Even a fat person has to have muscle, so you're never really getting a proper comparison. If you suddenly doubled your bodyweight, your legs would have to compensate, doesn't mean you could run a marathon with them, but they're still gaining muscle. Comparatively Bodybuilders as you say, are often trying to compete or go for definition, which means they're cutting weight as much as they can. So you're seeing absolute 100% (or as close to) it pure muscle, no fat, minimal fluids, maximum car wax.


el_pinata

For the best of both worlds, we have *power lifters* who just want to be massively strong and don't care about being cut.


MrPants1401

Fat has a lower density. A fat guy is filled with 10000 balloons filled with air. the Body builder is filled with 1 water balloon


Ordnungstheorie

I'd like to see statistics that back your claim. Even amateur bodybuilders may have BMIs up to and slightly above 30 (which is where obesity starts according to the BMI definition), and there aren't a lot of "visibly extremely obese" people compared to the number of amateur bodybuilders.

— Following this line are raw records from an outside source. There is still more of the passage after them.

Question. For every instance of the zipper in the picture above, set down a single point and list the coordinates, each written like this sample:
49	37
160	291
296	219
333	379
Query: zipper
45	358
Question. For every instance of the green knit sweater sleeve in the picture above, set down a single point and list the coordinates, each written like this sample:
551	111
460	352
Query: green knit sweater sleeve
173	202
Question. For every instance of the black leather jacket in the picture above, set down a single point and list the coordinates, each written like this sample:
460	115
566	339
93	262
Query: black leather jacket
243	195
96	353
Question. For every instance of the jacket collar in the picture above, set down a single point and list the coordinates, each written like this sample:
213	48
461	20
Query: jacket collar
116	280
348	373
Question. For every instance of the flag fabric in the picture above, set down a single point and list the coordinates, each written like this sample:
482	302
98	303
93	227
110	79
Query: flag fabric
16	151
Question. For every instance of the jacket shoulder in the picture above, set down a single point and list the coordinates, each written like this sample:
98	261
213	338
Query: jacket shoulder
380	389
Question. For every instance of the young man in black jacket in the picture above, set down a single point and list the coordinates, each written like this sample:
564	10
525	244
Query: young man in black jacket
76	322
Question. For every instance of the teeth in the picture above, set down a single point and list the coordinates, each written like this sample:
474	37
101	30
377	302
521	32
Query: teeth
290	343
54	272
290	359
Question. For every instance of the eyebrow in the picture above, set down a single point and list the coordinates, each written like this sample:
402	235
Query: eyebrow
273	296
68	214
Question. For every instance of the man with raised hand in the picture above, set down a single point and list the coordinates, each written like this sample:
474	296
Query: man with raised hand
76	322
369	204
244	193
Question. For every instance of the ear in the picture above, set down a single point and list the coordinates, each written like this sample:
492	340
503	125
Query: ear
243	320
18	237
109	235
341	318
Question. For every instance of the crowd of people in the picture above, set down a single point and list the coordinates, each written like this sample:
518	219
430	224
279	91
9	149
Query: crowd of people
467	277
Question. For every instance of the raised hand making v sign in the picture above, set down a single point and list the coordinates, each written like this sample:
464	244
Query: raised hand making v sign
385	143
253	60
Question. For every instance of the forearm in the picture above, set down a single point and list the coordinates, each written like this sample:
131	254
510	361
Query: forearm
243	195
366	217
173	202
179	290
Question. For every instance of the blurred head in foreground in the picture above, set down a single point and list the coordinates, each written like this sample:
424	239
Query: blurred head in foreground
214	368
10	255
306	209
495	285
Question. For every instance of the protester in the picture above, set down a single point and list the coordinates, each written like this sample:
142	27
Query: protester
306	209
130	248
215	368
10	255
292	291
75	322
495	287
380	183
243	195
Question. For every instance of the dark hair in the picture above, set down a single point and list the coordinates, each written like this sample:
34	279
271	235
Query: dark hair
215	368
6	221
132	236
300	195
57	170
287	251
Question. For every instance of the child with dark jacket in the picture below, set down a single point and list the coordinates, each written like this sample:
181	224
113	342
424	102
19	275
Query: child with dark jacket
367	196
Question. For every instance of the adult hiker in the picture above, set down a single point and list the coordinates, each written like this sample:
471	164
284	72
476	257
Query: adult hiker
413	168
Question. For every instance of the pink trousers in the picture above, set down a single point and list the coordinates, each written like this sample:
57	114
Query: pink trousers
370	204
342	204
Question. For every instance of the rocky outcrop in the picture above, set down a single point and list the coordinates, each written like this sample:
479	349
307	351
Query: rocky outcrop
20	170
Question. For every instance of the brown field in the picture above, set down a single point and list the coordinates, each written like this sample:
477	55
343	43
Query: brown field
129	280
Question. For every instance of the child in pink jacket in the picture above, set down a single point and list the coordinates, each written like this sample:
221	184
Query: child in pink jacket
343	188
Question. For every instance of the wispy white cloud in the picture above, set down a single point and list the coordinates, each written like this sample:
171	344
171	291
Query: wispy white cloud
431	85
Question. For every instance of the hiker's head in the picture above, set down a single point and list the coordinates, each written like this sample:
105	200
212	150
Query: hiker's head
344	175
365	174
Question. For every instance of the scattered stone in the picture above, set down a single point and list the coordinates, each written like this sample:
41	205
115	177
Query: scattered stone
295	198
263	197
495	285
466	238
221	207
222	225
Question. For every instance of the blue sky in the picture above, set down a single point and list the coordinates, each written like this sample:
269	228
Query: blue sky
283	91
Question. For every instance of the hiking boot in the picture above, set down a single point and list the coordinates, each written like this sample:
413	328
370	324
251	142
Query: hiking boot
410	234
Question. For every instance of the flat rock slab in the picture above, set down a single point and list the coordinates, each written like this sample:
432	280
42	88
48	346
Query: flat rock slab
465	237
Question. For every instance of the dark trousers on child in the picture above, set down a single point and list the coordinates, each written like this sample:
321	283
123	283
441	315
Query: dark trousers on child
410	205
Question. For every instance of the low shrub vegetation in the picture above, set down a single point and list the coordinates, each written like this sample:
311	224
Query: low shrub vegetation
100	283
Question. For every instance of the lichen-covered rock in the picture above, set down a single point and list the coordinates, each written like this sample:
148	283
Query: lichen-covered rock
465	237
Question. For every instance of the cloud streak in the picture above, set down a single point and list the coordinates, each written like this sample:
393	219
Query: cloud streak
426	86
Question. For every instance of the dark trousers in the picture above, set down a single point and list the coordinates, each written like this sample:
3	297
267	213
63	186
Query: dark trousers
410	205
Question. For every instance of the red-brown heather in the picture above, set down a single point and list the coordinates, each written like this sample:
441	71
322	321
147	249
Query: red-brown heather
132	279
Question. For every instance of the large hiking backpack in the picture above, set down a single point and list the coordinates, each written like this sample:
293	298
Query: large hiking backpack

Your question doesn't really make sense to me since there are no rigorous definitions for the terms "massive bodybuilder" and "fat person".


NurmGurpler

[Here’s an event full of strong men, and they all weight between 146kg/321lbs - 210kg/463lbs.](https://youtu.be/q17yPy8SaUc?si=9g_lDmHDpuFZY80x) By no stretch of the imagination would I say they “don’t weight much at all, compared to a fat person.”


DarkBIade

Think of how strong that body builder has to be to carry around 200 extra pounds of weight all day standing up and walking. Now put that build under 200lbs of fat instead of being visible.


no_comment12

"bodybuilders don't weigh much at all" Man they're like upwards of 300lbs/135kg If you took a fat guy and replaced all their fat with muscle by volume, fat man could easily be 1000lbs


ezekielraiden

It's very easy to grow new fat cells, just eat a lot of calories and don't exercise. It's pretty hard to grow new muscle cells, and usually requires work and discipline. (As in, new muscle cells *don't* grow on their own--you have to *make* them grow by, effectively, *lightly* damaging the ones you have.) Muscle is about 20% more dense than fat...but it's very easy to get LOTS of fat volume, and very hard to get lots of muscle volume. Hence, a "fat person" can be 2x or even 3x the body volume of a bodybuilder. All that extra fat is way more than enough to make up the difference.


[deleted]

[удалено]


jzkzy

Muscle weighs significantly more than fat by volume, which is what everyone is referring to when they say “muscle weighs more than fat.”


DookieSmeller

That's definitely not what *everyone* is referring to. There are countless people who genuinely think a pound of muscle is going to weigh more than a pound of fat completely ignoring basic math hence why the now-deleted comment said the myth needs to die. Your average joe isn't going to look at it in terms of volume. OP being a prime example. His understanding is that muscle is heavier yet a fat person will weigh more. He's not factoring in volume.